Me surge esta reflexión ante un caso concreto: Nat Simons, cantante madrileña que debutó discográficamente en disco grande en 2013 con el LP Home On High, cantado íntegramente en inglés y trotando por las praderas del country de manera muy convincente y atractiva, como si hubiera salido de un rancho de Arkansas, genuinamente americana. A aquel álbum le siguió otro, en 2018, Lights, también facturado de la misma forma y más vaquero, no en vano lo había producido Gary Louris, el líder de Jayhawks, con músicos americanos y en tierras americanas. Aún más atractivo.

Me preguntaba, no obstante, entonces en este mismo blog, pues a fin de cuentas, pese a las bondades de los dos álbumes, nada nuevo había en ellos, toda vez que estaban hechos de material ya conocido y más aquilatado como obviamente es el de las grandes figura del country y de la mal llamada americana; me preguntaba entonces, decía, si lo de esta chica madrileña, de nombre de pila Natalia García Poza, si sus dos discos, bebiendo tan espesamente en fuentes pasadas, eran síntoma del colapso del pop español en estos últimos años o estábamos ante una gran revelación, ante una sólida esperanza de futuro.

Y ahí estamos. En la duda y en la incertidumbre. Porque, Natalia, gran amante de Dylan y del trote vaquero, en su último disco, publicado a finales del año pasado y que ahora ha anunciado que saldrá a presentarlo en gira, empezando en Madrid el próximo día 28 de abril, ha pegado un zamarrazo, fruto de su eufórica huida de un estado depresivo, y se nos ha convertido en rockera, dejando atrás aquellas seductoras cabalgadas americanas. El título del álbum es más que explícito: Felina.

Bien es verdad que tampoco enseña los colmillos cual rockera furiosa a lo Suzi Quatro y no digamos a lo Joan Jett y sus Runaways, que más bien, por lo general, es un rock de no muchos kilovatios el que destila, se habla incluso de que tira por el glam, lo cual dudo mucho, pero indudablemente nada que ver con su pasado. La evidencia es que son dos ‘natalias’ completamente diferentes y distanciadas.

Y aquí acudo a la segunda parte de mi reflexión inicial para sustentarla. ¿Son nuevos estos timonazos que no se hayan dado antes en el mundo musical, incluso con artistas hoy consagrados o en la leyenda? En absoluto. No hay que rascar mucho en la piel de la historia para enseguida, encontrar claros ejemplos de mutación en los albores de la carrera de artistas o grupos bien conocidos. ¿Era el Bowie de su primer disco, con pintas mod y unas canciones que rozaban el musical cuando no el mundo circense del Sgt. Peeper, igual al de Ziggy Stardust? ¿Podía esperarse que aquellos Deep Purple iniciales, que coqueteaban con el pop y la psicodelia y hasta versionaban a Los Beatles, Hendrix y Tina Turner, se transformarían en los bravos rockeros de Machine Head y no digamos en los del incendiario Made In Japan? O más recientemente: ¿quién podía apostar por una Taylor Swift reinona del pop sofisticado de este milenio, viniendo, como venía, del country más estricto? O por no resultar excesivamente reiterativo, atracar finalmente en la misma personificación de las mutaciones, en Dylan, sin olvidar las del ya mentado Bowie: ¿Qué hay del Dylan de sus cuatro primeros discos folkies acústicos y el del ‘mercurial’ Blonde On Blonde o el dolido Blood On The Tracks?

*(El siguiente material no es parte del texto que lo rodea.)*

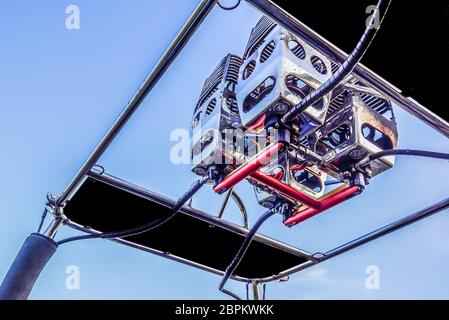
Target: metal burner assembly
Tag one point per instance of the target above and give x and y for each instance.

Pues esto es lo que, obviamente, en otro nivel de popularidad, delata este tercer álbum de Nat Simons. Mutación. Cambio hacia un sonido más ‘felino’, que hubiera sido salvaje de verdad con un punto más alto de agresividad y cuerpo en la voz, a la altura de la rabia instrumental que destilan la mayoría de las canciones, pero que en general resulta sólido y convincente, especialmente cuando restallan robustas piezas como Déjalo ser, Big Bang (con Anni B. Sweet), Macabro plan y Finale, e incluso Televisión si la voz mostrara más garra, aun cuando es una de las arremetidas más pegajosas del disco.

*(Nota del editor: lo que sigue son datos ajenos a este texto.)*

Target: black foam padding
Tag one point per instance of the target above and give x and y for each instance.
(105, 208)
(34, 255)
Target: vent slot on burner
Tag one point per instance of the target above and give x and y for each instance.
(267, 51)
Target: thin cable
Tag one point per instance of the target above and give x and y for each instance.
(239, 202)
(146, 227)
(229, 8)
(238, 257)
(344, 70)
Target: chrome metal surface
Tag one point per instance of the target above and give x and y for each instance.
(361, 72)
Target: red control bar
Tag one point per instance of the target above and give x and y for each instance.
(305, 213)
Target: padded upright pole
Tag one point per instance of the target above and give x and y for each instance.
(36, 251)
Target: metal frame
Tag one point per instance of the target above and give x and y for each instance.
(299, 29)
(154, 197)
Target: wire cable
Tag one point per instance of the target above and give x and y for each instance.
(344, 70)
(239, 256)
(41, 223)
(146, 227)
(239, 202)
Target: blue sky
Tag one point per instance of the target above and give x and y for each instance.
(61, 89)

Se agradece, en fin, que gente como Nat Simons mantenga encendida la antorcha del rock en tiempos de tanta fruslería como corre por el panorama nacional e incluso en el internacional. Rockera o vaquera, la madrileña sigue manteniendo su estatus de artista notable y sólida de este milenio. A ver a dónde la lleva esta acertada y legítima ambición por la evolución, por su meritoria escapada de las tinieblas de la depresión, aunque, en su caso, su escapada musical tenga más de terapia que de inseguridad artística. Sigue la incertidumbre.